6. Target the Right Audience
This means that you should have a target audience in mind for your videos. Who are you trying to reach and how do you want them to respond when they see your video? Maybe look at videos that are similar to yours and try to determine who’s engaging with it and why. Then reproduce those elements in your own videos. Dove had a very definite target audience in mind with their Real Beauty Sketches campaign:
It’s usually pretty easy to crank out the first couple videos and put a lot of time and energy into them, but often brands and creators slowly fade off as it becomes increasingly difficult to put the same amount of time and energy into every video.
When you design your videos, make sure it’s a format and style that you can sustain. Look at everything that goes into the videos, including production, location, actors, budget, time restraints, and more, and plan ahead of time for ways you can ensure that your videos grow and audience over time. Short bursts of videos rarely build an audience for your brand. The Playbook selected Vogue's 'From the Vogue Closet' as an example of a brand with a long term strategy:
8. Converse With Viewers
YouTube is different from TV in many ways, but one of them is that viewers here want to talk with the creator. It should be part of your brand’s strategy on YouTube to give viewers the chance to provide feedback, or, better yet, involve them in your content.

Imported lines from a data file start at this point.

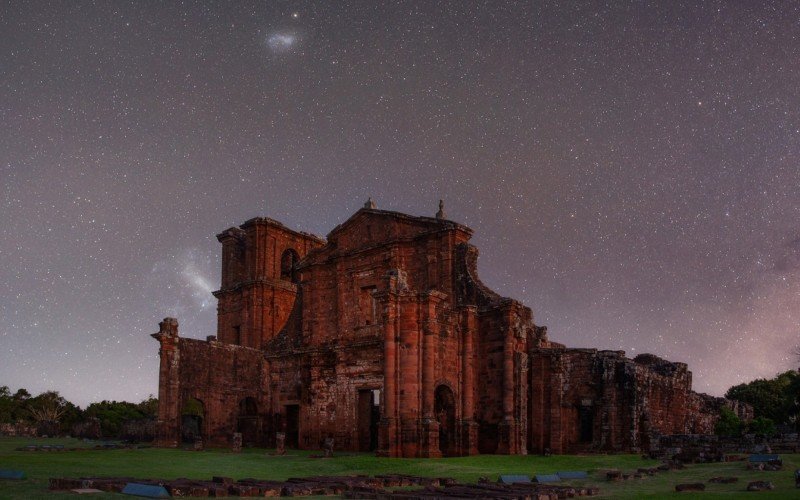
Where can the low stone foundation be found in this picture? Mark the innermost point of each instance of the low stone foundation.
(347, 486)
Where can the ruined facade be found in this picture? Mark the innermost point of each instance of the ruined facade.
(383, 338)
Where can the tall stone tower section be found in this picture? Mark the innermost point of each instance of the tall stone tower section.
(260, 285)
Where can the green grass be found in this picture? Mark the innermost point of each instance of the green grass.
(171, 464)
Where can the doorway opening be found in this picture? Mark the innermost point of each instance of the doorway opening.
(192, 413)
(247, 422)
(445, 408)
(369, 414)
(293, 426)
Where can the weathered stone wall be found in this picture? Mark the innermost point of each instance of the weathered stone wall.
(384, 338)
(589, 400)
(220, 378)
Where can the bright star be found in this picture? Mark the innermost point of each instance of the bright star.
(281, 42)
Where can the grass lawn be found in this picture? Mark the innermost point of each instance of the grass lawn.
(171, 464)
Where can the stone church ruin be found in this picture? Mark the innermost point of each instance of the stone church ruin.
(383, 338)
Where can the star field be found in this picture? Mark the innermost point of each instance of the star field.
(631, 169)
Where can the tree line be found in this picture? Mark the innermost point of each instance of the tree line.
(775, 402)
(51, 414)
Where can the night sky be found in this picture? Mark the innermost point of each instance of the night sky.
(631, 169)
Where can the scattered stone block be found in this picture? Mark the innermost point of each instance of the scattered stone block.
(723, 480)
(12, 474)
(145, 490)
(513, 478)
(690, 487)
(760, 486)
(573, 474)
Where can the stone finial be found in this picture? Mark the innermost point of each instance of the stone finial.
(440, 213)
(169, 326)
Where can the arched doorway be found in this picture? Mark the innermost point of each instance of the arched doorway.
(445, 408)
(289, 260)
(247, 422)
(192, 413)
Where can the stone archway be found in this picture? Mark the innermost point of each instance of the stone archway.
(445, 410)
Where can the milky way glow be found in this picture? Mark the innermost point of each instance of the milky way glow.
(281, 42)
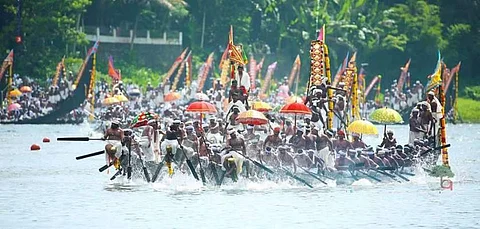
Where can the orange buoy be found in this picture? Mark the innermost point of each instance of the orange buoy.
(34, 147)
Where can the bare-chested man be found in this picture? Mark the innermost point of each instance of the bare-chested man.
(273, 141)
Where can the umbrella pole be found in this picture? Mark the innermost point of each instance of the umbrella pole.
(295, 124)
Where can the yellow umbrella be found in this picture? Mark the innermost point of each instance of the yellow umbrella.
(362, 127)
(386, 116)
(294, 99)
(121, 98)
(15, 93)
(110, 101)
(252, 117)
(261, 106)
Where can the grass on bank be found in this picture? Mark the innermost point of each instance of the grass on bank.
(469, 110)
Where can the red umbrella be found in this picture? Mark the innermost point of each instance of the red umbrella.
(201, 107)
(14, 106)
(295, 108)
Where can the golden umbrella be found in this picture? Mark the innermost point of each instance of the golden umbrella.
(172, 96)
(14, 93)
(252, 117)
(386, 116)
(110, 101)
(362, 127)
(121, 98)
(294, 99)
(261, 106)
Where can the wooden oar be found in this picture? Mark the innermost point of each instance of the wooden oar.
(79, 139)
(90, 155)
(189, 163)
(369, 176)
(116, 174)
(312, 174)
(159, 168)
(433, 149)
(257, 163)
(296, 177)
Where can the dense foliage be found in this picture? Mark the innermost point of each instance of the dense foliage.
(386, 33)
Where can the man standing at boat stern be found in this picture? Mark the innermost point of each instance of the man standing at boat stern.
(416, 129)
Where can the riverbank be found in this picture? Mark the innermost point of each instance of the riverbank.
(469, 110)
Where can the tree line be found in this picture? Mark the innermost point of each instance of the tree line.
(384, 33)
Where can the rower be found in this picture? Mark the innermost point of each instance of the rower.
(357, 142)
(341, 144)
(298, 140)
(235, 143)
(114, 136)
(274, 140)
(285, 158)
(342, 162)
(388, 140)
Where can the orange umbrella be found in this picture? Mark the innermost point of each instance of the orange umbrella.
(14, 106)
(26, 89)
(295, 108)
(172, 96)
(201, 107)
(14, 93)
(261, 106)
(110, 101)
(294, 99)
(252, 117)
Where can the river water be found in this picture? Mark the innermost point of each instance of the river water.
(50, 189)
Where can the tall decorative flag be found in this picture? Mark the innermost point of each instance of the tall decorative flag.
(403, 77)
(436, 77)
(6, 63)
(252, 71)
(175, 64)
(268, 77)
(112, 72)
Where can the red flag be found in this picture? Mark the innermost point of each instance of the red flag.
(403, 77)
(6, 63)
(112, 72)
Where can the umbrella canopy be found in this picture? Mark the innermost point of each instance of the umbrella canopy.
(121, 98)
(172, 96)
(202, 97)
(143, 118)
(294, 99)
(252, 117)
(13, 107)
(362, 127)
(261, 106)
(110, 101)
(26, 89)
(15, 93)
(135, 92)
(295, 108)
(201, 107)
(386, 116)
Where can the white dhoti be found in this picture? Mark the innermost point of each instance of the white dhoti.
(327, 157)
(146, 148)
(414, 135)
(172, 143)
(238, 160)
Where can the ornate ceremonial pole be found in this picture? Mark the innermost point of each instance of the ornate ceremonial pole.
(443, 132)
(91, 89)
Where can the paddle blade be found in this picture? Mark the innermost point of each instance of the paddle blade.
(90, 155)
(105, 167)
(157, 172)
(147, 176)
(77, 139)
(192, 169)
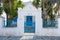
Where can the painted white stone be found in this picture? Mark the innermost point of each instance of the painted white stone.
(29, 10)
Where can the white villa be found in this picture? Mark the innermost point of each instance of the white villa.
(29, 22)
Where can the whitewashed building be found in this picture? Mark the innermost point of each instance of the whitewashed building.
(30, 22)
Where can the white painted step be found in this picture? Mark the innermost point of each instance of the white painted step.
(26, 37)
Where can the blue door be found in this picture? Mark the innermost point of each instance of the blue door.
(29, 25)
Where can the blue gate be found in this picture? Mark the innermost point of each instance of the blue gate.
(50, 23)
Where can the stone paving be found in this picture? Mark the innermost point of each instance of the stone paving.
(34, 38)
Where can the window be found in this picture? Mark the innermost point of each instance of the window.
(50, 23)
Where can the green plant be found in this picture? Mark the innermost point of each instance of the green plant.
(1, 10)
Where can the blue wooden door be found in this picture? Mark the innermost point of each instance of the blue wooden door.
(29, 25)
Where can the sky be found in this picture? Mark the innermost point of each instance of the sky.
(26, 0)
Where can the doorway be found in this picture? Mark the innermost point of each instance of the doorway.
(29, 24)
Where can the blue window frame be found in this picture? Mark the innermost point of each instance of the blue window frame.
(50, 23)
(29, 25)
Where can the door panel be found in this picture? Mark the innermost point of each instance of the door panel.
(29, 24)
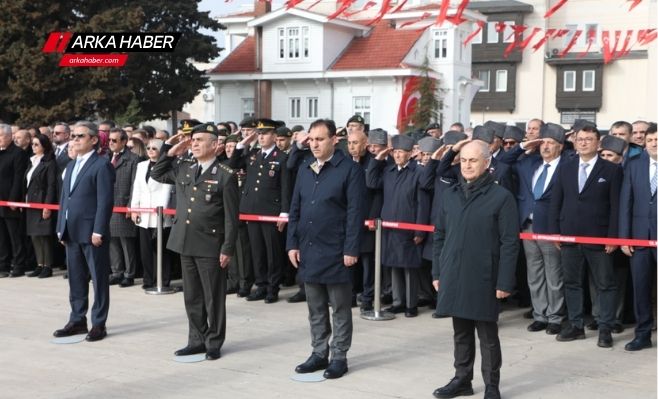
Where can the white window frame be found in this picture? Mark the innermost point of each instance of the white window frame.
(295, 107)
(501, 75)
(248, 107)
(293, 43)
(487, 81)
(441, 44)
(312, 107)
(508, 32)
(571, 88)
(492, 32)
(593, 86)
(361, 106)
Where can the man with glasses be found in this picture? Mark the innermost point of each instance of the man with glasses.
(124, 232)
(83, 226)
(585, 202)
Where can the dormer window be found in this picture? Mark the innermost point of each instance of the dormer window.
(293, 42)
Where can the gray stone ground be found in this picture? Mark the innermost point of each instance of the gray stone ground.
(403, 358)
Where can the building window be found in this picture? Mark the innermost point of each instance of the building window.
(588, 80)
(501, 80)
(247, 107)
(484, 77)
(312, 107)
(295, 107)
(569, 80)
(293, 42)
(492, 34)
(362, 107)
(508, 32)
(441, 44)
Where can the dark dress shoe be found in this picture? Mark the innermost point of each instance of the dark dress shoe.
(395, 309)
(637, 344)
(72, 329)
(17, 273)
(454, 388)
(570, 333)
(213, 354)
(553, 328)
(491, 392)
(336, 369)
(35, 272)
(46, 272)
(190, 350)
(96, 333)
(411, 312)
(313, 363)
(127, 282)
(257, 295)
(272, 298)
(605, 339)
(298, 297)
(537, 326)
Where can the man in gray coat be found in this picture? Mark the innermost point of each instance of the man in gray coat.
(470, 279)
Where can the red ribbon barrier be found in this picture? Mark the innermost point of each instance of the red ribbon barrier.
(371, 223)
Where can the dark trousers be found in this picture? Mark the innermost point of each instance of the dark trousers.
(464, 336)
(318, 296)
(148, 248)
(574, 259)
(85, 260)
(12, 244)
(267, 254)
(643, 270)
(204, 291)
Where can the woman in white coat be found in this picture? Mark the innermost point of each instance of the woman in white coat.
(148, 193)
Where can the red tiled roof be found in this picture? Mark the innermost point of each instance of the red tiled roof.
(240, 60)
(385, 47)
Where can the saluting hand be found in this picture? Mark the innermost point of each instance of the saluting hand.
(293, 255)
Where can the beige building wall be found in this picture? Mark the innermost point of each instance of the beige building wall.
(629, 85)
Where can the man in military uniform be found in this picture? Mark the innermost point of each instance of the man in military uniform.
(266, 191)
(204, 234)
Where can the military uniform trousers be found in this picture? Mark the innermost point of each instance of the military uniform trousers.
(204, 291)
(267, 254)
(318, 296)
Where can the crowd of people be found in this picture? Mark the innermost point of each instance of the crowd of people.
(548, 180)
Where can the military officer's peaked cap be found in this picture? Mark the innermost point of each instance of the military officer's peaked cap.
(402, 142)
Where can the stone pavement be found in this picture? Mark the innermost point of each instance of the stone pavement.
(402, 358)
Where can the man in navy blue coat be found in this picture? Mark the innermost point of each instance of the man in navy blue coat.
(585, 202)
(83, 226)
(324, 239)
(637, 219)
(536, 176)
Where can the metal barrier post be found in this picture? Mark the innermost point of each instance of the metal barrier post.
(377, 314)
(159, 289)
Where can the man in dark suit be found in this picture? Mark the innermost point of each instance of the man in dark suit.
(585, 202)
(83, 226)
(536, 174)
(266, 191)
(123, 248)
(637, 220)
(13, 164)
(324, 233)
(204, 234)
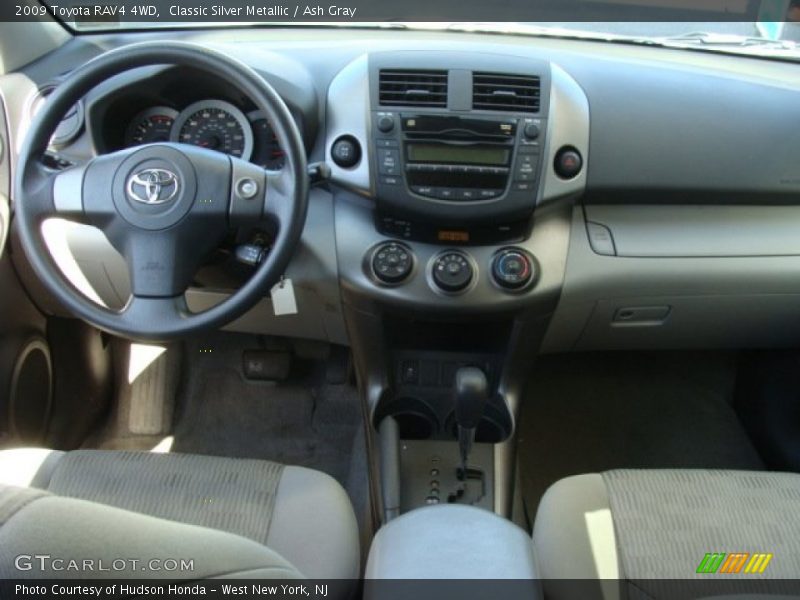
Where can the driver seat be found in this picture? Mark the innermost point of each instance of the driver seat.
(232, 517)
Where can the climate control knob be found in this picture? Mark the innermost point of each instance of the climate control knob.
(392, 262)
(512, 269)
(452, 272)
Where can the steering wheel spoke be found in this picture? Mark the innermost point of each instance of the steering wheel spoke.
(150, 315)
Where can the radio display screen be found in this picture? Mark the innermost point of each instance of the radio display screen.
(449, 154)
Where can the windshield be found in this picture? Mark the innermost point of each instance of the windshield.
(755, 27)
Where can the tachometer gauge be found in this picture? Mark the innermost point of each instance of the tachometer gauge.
(215, 125)
(151, 126)
(267, 152)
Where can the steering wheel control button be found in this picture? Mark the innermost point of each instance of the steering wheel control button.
(346, 152)
(512, 269)
(452, 272)
(247, 188)
(568, 163)
(392, 263)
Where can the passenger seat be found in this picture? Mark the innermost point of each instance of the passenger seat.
(639, 526)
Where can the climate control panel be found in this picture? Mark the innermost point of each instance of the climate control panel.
(512, 269)
(392, 262)
(453, 271)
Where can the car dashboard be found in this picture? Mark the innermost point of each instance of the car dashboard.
(630, 197)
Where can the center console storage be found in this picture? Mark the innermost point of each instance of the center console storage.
(455, 178)
(455, 543)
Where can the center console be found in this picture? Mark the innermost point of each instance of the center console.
(455, 174)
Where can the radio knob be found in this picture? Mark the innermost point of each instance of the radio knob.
(512, 269)
(568, 162)
(385, 124)
(346, 152)
(452, 272)
(531, 131)
(392, 262)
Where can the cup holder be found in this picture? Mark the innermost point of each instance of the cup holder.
(416, 420)
(495, 425)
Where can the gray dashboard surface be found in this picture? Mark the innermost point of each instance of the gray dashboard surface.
(666, 125)
(692, 133)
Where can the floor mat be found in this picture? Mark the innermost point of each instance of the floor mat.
(586, 413)
(302, 421)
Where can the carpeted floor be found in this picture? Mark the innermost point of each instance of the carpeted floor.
(586, 413)
(301, 421)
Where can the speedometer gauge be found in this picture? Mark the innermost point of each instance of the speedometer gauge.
(215, 125)
(151, 126)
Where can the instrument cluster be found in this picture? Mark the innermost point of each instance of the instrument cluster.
(213, 124)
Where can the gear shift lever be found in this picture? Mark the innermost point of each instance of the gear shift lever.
(470, 394)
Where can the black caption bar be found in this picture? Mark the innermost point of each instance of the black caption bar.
(386, 589)
(248, 11)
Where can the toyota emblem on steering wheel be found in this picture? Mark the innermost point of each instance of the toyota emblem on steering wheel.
(153, 186)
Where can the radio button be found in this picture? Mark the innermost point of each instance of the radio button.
(422, 190)
(531, 131)
(388, 161)
(385, 123)
(467, 194)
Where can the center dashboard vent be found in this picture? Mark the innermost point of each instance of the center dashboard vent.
(498, 91)
(402, 87)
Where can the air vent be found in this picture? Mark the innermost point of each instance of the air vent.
(413, 88)
(497, 91)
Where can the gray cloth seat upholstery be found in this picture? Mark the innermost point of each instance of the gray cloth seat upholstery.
(636, 527)
(234, 517)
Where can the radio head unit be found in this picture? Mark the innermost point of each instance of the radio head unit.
(457, 169)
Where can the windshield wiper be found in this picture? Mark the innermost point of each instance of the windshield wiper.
(721, 42)
(705, 38)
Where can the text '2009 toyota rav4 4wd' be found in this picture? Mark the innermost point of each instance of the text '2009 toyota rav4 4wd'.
(506, 305)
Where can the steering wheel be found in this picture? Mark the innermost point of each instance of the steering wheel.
(163, 206)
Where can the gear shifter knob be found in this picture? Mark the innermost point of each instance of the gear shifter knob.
(470, 395)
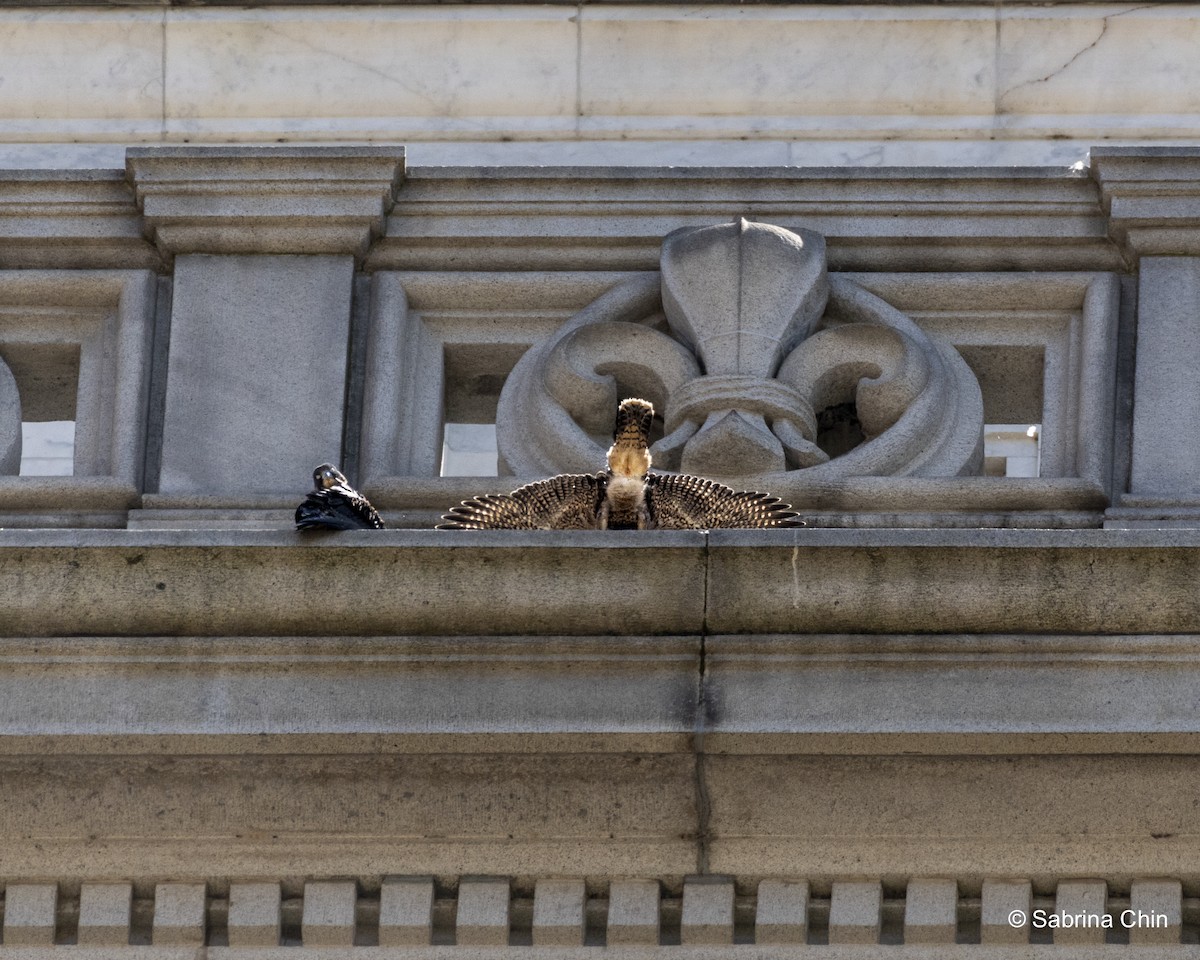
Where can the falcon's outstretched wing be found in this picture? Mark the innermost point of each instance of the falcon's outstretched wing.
(568, 502)
(678, 502)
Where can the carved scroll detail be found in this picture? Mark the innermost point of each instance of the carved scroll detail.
(759, 345)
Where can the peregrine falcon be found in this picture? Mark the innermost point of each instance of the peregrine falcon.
(625, 497)
(335, 504)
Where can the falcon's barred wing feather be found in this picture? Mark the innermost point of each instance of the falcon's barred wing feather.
(568, 502)
(679, 502)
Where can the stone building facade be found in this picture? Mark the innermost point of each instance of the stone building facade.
(963, 694)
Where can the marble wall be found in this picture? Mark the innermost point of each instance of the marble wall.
(654, 83)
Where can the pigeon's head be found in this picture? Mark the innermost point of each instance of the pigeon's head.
(328, 475)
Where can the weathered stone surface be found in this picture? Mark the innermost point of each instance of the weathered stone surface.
(1080, 906)
(1167, 407)
(105, 915)
(707, 911)
(1006, 911)
(179, 915)
(520, 583)
(918, 220)
(10, 423)
(1150, 193)
(329, 913)
(263, 334)
(783, 912)
(970, 817)
(406, 912)
(483, 918)
(255, 915)
(634, 913)
(29, 915)
(264, 199)
(1157, 915)
(930, 911)
(855, 912)
(983, 581)
(558, 917)
(441, 814)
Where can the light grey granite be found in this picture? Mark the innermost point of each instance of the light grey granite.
(256, 372)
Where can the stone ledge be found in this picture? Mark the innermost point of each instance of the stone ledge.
(624, 583)
(739, 952)
(923, 219)
(799, 695)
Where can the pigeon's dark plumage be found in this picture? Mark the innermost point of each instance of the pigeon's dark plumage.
(625, 497)
(334, 504)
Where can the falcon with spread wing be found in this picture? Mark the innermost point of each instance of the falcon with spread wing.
(625, 497)
(334, 504)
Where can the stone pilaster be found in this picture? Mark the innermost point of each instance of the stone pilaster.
(264, 243)
(1152, 198)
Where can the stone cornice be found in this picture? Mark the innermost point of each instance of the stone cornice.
(70, 219)
(873, 219)
(1152, 197)
(287, 199)
(587, 583)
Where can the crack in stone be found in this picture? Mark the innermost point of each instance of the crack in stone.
(445, 108)
(1060, 70)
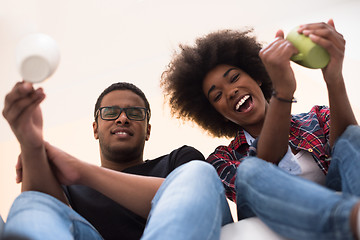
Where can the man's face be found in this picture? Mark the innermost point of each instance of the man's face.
(122, 135)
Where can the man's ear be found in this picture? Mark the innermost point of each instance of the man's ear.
(95, 128)
(148, 130)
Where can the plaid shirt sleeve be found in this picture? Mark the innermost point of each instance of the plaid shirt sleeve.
(225, 161)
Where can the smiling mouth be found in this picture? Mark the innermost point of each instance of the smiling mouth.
(244, 104)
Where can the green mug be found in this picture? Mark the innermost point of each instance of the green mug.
(310, 54)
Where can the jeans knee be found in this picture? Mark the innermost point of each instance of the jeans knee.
(248, 167)
(200, 170)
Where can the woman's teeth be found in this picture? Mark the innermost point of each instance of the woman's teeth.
(241, 102)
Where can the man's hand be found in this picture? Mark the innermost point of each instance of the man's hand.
(22, 111)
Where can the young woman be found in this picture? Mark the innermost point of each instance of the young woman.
(231, 86)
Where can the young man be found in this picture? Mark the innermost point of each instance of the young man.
(122, 126)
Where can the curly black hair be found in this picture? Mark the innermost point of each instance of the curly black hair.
(182, 80)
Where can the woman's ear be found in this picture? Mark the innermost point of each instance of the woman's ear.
(148, 130)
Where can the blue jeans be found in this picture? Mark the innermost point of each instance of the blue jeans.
(36, 215)
(300, 209)
(190, 204)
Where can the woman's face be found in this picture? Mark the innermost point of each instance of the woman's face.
(236, 96)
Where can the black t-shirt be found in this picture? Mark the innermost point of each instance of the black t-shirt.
(111, 219)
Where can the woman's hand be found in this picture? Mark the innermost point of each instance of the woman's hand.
(276, 58)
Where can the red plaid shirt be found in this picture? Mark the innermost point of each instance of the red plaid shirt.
(308, 131)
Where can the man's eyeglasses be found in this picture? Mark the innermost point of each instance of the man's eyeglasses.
(132, 113)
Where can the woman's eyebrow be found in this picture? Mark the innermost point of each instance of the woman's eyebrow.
(227, 72)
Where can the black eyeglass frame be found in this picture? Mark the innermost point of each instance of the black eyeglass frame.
(147, 113)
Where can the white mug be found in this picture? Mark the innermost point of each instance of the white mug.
(37, 57)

9. Consider Interactive Content
Having a conversation with your viewers is one thing, but giving them the opportunity to interact with your content and your brand is even better. You can share viewer questions and feedback, use their videos inside your videos, and even let the viewers dictate the content itself. The following video, from chef Jamie Oliver, is a fantastic example of an interactive video (make sure the annotations are on):
10. Be Authentic
This is kind of a buzz word that’s thrown around, but it’s really true. We all respect, admire, and look up to those who are personable and authentic. It’s important that your brand finds ways to make your message relatable. Maybe tell the backstory of how your company started, give little-known facts about it, or interview people with stories that humanize your brand. People can detect when they’re watching someone who’s truly passionate about something versus someone who’s just talking about the same subject on camera, so make sure the passion is real and authentic, not manufactured.